Une femme qui fait du batch cooking

Comment faire du batch cooking pour les repas de la semaine en famille pour ne plus improviser ?

Rentrer du travail à 18h30, avec des enfants qui ont faim et rien de préparé : c’est le scénario du lundi soir que beaucoup de familles connaissent trop bien. Le batch cooking, ou meal prep, selon les habitudes, répond exactement à ce problème. L’idée n’est pas révolutionnaire : cuisiner en une seule session ce qu’on va manger toute la semaine. Mais bien appliquée, cette organisation transforme vraiment le quotidien.

Combien de temps faut-il vraiment consacrer au batch cooking familial ?

C’est souvent la première question, et elle est légitime.
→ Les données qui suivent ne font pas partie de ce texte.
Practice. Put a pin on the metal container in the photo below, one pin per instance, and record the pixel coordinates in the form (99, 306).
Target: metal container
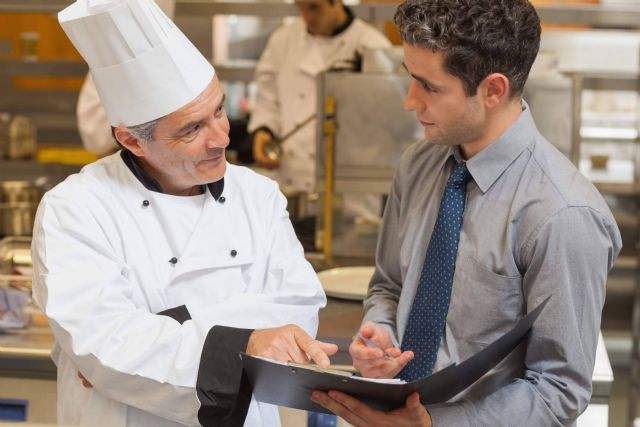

Une séance de batch cooking en famille s’étale généralement entre 1h30 et 3h, selon le nombre de repas préparés et la composition du foyer. Pour une famille de quatre personnes visant cinq dîners et quelques déjeuners, deux heures le dimanche après-midi suffisent dans la plupart des cas.

Ce temps se répartit ainsi : une demi-heure pour laver, éplucher et découper les légumes, une heure pour les cuissons simultanées (four, plaques, autocuiseur), et le reste pour conditionner et ranger. La clé, c’est la parallélisation : pendant que les lentilles cuisent, on prépare la marinade du poulet. Rien ne se fait l’un après l’autre. Avec l’habitude, comptez trois à quatre semaines, cette session hebdomadaire se raccourcit naturellement. Les gestes deviennent automatiques, les quantités sont mémorisées, et le plan de la semaine se construit mentalement avant même d’ouvrir le réfrigérateur.

Quels repas de la semaine préparer en batch cooking quand on a des enfants ?

Toutes les familles n’ont pas les mêmes contraintes : activités extrascolaires, enfants difficiles à table, allergies, adultes qui déjeunent à l’extérieur. Le meal prep familial doit donc s’adapter, pas imposer un menu rigide.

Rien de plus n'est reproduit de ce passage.